Port turns away ship carrying refugees
A German aid ship with 36 Sudanese and another rescued African that has been sailing southern Mediterranean waters for three weeks in search of a haven has been turned away from a Sicilian port today.
The Italian border police’s office in Porto Empedocle, Sicily, said earlier that police and coast guard craft were escorting the aid group Cap Anamur’s ship toward the port.
But an official in Porto Empedocle’s port inspection office said the ship was blocked when it was about 500 meters offshore because no authorisation had been granted.
Two coast guard motorboats were blocking the entrance to the port.
“This situation on board is not bearable any more,” Elias Bierdel, a Cap Anamur spokesman aboard the ship, said.
“The boat people are mentally and physically in a very bad state.”
Bierdel said the boat’s not being allowed to dock “proves which face Europe really shows.”
Cap Anamur, a Cologne, Germany-based group, said the Sudanese gave the boat’s captain a hand-written asylum application late Saturday and it was sent on to the German government.
Germany’s foreign ministry declined comment.

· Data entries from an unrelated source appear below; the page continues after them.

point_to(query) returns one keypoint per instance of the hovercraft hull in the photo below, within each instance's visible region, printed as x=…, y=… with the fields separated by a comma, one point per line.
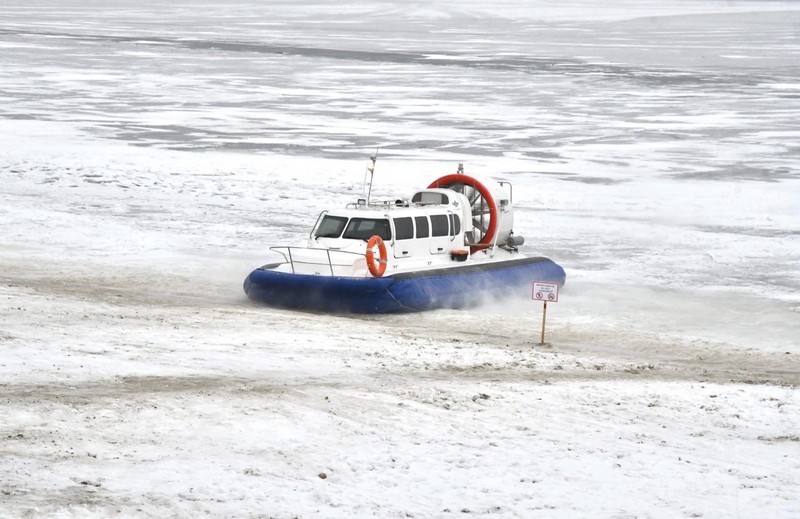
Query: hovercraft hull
x=453, y=287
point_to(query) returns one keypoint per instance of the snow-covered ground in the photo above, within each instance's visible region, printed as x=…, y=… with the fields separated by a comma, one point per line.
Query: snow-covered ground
x=150, y=155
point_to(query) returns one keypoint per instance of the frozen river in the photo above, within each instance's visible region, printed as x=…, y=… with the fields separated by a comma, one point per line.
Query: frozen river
x=150, y=153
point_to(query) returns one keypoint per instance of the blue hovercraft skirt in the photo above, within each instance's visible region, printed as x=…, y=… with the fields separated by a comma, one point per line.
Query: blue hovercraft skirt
x=453, y=287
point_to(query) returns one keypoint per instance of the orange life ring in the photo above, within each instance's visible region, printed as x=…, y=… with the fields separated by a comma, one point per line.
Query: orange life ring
x=376, y=268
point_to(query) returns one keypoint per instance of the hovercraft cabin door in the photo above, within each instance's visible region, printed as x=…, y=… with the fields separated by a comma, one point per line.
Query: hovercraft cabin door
x=440, y=234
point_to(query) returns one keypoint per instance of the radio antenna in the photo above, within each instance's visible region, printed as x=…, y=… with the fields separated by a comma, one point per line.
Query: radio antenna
x=371, y=170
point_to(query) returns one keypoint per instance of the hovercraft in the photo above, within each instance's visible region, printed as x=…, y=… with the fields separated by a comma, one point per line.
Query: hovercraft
x=450, y=245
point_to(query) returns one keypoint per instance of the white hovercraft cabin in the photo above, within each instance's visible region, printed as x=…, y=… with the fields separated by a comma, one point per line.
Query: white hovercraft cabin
x=434, y=229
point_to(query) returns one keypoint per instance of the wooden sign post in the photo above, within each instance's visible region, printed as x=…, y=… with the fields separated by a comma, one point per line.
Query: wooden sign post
x=547, y=292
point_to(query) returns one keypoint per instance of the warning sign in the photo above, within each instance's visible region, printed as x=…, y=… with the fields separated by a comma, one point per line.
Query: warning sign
x=545, y=291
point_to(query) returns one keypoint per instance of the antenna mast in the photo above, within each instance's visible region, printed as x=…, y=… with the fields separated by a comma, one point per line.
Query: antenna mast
x=371, y=169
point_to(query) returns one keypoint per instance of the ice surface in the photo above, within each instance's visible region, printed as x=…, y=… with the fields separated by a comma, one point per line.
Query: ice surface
x=150, y=155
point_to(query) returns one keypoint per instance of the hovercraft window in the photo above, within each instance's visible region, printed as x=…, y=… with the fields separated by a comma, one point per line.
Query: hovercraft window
x=455, y=225
x=331, y=227
x=422, y=226
x=439, y=225
x=404, y=228
x=366, y=228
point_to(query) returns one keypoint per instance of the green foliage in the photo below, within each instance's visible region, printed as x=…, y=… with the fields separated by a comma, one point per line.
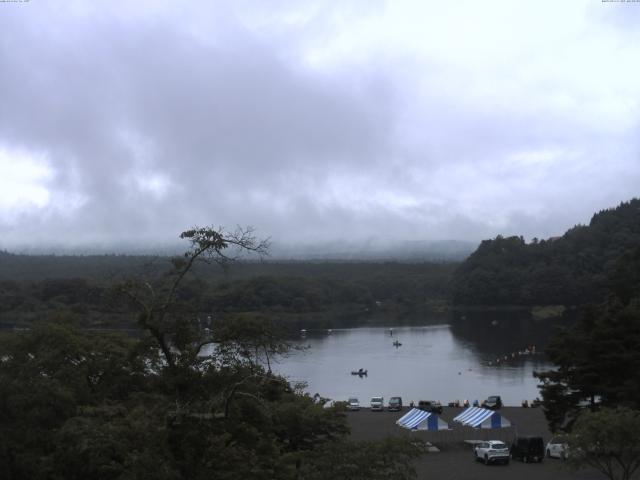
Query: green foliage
x=390, y=458
x=180, y=401
x=607, y=440
x=598, y=363
x=570, y=270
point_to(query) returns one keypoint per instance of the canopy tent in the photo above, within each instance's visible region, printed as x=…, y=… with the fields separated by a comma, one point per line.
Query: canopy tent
x=421, y=420
x=478, y=417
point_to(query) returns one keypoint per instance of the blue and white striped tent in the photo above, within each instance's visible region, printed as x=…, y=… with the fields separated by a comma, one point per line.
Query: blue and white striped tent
x=420, y=420
x=482, y=418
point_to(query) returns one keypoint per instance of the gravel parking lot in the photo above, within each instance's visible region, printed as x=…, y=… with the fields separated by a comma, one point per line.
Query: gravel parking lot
x=455, y=459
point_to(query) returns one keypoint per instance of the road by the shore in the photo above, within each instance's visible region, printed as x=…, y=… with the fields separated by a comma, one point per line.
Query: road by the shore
x=455, y=459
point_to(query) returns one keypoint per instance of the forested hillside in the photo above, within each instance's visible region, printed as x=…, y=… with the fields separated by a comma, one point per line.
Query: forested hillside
x=572, y=270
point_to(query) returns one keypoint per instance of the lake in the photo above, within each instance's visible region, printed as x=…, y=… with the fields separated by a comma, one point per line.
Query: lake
x=435, y=362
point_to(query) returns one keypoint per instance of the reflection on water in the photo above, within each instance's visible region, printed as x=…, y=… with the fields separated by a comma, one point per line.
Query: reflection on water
x=438, y=362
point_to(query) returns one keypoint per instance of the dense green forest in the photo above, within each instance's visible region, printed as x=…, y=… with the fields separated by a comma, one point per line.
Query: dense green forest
x=574, y=269
x=326, y=294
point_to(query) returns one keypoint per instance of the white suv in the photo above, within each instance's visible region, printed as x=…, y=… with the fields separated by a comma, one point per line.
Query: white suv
x=377, y=404
x=491, y=451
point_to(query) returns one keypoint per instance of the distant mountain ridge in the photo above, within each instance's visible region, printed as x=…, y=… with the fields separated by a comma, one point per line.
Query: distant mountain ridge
x=574, y=269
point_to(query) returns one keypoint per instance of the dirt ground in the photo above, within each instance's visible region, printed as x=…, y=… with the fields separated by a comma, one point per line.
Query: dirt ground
x=455, y=459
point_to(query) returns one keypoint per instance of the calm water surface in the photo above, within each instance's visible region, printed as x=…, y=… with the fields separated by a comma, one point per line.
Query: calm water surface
x=436, y=362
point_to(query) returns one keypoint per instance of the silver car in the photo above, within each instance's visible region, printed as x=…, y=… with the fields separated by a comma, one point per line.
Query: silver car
x=492, y=451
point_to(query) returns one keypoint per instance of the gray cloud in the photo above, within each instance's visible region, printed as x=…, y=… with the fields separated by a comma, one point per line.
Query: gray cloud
x=151, y=123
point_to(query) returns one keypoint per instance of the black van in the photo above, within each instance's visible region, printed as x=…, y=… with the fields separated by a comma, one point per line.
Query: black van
x=430, y=406
x=528, y=449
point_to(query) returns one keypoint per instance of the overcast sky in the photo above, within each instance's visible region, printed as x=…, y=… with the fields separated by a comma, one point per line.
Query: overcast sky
x=314, y=121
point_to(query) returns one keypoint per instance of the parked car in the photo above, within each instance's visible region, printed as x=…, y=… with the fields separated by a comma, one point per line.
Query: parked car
x=395, y=404
x=492, y=451
x=377, y=404
x=557, y=448
x=353, y=404
x=528, y=449
x=430, y=406
x=494, y=402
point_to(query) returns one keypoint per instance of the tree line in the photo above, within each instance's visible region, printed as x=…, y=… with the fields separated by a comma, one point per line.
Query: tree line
x=178, y=401
x=574, y=269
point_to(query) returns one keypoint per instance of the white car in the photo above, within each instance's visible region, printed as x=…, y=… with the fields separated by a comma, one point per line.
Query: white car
x=377, y=404
x=492, y=451
x=556, y=448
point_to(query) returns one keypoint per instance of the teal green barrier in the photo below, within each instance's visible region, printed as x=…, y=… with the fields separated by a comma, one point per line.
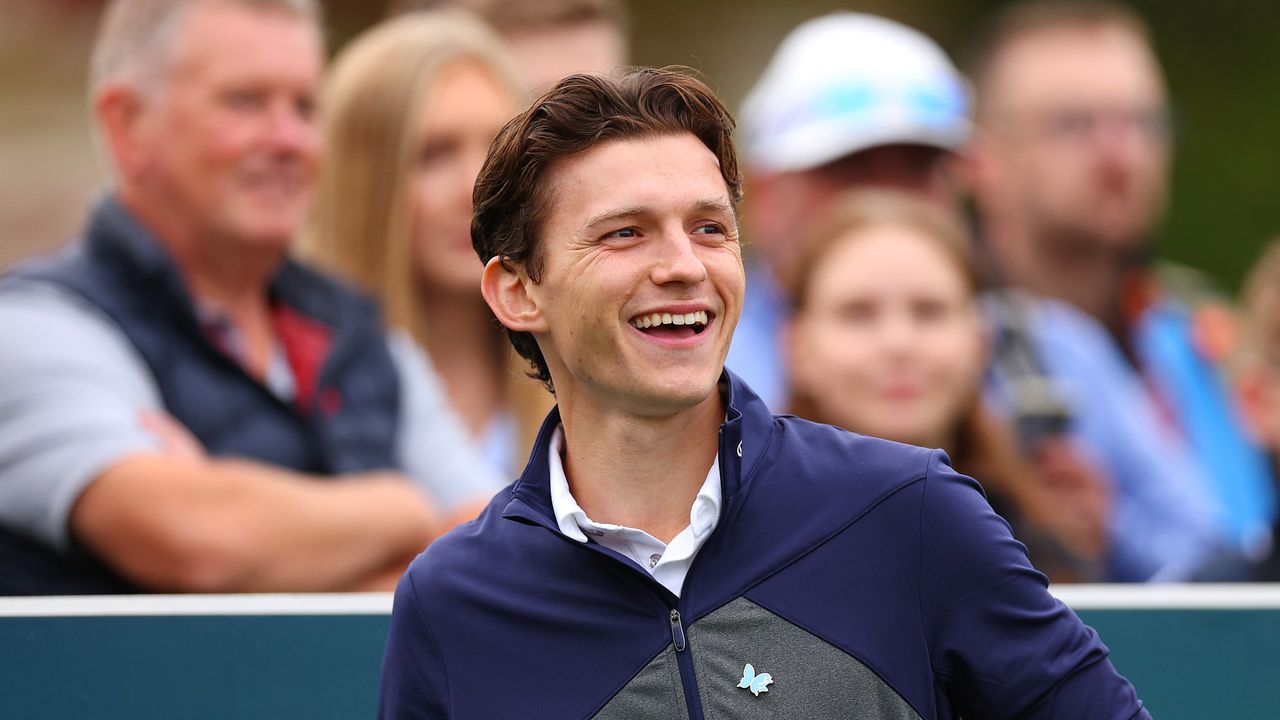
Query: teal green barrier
x=1185, y=662
x=193, y=668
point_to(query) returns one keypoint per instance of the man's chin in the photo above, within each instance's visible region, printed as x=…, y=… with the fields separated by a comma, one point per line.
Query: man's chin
x=675, y=397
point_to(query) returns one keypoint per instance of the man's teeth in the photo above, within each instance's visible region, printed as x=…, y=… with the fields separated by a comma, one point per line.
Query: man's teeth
x=698, y=318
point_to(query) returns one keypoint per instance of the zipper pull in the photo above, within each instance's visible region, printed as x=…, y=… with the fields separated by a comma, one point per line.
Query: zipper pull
x=677, y=630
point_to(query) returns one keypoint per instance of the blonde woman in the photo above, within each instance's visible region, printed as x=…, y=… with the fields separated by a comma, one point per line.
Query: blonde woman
x=411, y=108
x=887, y=340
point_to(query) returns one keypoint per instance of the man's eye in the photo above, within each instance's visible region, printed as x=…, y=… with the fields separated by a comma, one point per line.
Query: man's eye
x=243, y=99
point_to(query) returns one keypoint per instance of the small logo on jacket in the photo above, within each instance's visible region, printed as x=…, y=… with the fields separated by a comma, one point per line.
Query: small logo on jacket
x=755, y=683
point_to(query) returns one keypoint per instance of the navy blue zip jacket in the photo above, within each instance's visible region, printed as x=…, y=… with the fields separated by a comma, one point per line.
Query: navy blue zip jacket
x=865, y=578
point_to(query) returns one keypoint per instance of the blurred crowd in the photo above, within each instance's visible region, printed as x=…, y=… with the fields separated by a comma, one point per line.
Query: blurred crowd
x=265, y=364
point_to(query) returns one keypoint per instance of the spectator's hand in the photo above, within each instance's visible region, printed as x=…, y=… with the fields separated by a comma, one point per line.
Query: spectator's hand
x=173, y=436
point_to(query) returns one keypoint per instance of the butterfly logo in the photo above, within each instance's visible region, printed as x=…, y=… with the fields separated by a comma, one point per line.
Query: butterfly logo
x=755, y=683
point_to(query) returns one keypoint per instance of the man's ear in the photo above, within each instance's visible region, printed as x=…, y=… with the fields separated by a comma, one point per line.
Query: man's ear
x=506, y=287
x=119, y=114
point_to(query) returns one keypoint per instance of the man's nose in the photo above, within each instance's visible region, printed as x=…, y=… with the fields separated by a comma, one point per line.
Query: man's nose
x=292, y=128
x=679, y=260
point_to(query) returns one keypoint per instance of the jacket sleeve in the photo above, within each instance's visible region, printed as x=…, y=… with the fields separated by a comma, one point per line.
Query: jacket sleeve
x=414, y=683
x=1001, y=646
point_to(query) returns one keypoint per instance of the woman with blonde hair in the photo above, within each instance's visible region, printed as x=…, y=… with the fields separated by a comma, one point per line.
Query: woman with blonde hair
x=411, y=108
x=887, y=338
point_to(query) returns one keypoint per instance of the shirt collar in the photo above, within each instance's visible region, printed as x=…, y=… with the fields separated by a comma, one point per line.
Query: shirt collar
x=574, y=523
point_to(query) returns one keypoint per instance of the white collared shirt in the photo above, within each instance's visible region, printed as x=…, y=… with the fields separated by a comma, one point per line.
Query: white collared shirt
x=668, y=564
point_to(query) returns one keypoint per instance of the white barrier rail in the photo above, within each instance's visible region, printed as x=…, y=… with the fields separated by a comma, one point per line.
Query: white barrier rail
x=1079, y=597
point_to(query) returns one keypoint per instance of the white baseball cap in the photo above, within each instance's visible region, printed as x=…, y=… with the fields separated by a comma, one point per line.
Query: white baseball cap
x=848, y=82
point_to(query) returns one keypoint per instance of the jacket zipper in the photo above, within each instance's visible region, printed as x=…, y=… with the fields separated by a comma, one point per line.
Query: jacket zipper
x=680, y=641
x=685, y=661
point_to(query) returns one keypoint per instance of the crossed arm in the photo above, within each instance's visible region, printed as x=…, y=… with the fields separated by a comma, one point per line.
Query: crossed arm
x=80, y=459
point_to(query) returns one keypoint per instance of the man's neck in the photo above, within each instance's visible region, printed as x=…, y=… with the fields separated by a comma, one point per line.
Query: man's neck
x=640, y=472
x=1080, y=273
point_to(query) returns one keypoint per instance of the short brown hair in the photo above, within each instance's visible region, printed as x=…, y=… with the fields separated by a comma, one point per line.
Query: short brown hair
x=1034, y=17
x=1261, y=306
x=512, y=195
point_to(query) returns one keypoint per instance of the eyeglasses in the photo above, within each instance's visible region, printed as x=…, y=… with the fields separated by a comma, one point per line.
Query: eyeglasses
x=1080, y=124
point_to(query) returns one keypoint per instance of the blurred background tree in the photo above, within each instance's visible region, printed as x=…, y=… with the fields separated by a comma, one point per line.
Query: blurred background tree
x=1221, y=60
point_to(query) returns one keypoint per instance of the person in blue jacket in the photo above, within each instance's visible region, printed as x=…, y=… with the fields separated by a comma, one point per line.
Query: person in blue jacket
x=672, y=548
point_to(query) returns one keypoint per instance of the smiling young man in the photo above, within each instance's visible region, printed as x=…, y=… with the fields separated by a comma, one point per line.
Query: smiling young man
x=673, y=550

The ship, which belongs to the aid group Cap Anamur, came across a rubber dinghy on June 20 containing 36 Sudanese – many reportedly fleeing a humanitarian crisis in Darfur, Sudan – and a man from Sierra Leone, and picked up the passengers.
Italian authorities had said the refugees first passed through Malta and should have applied for asylum there – a position denounced by aid groups.
The German ship picked up the men 100 miles from the tiny Sicilian island of Lampedusa and 180 miles from Malta, according to Christopher Hein, director of the Italian Council for Refugees, said.
The ship then passed through Maltese waters, although it never stopped on the island, he said.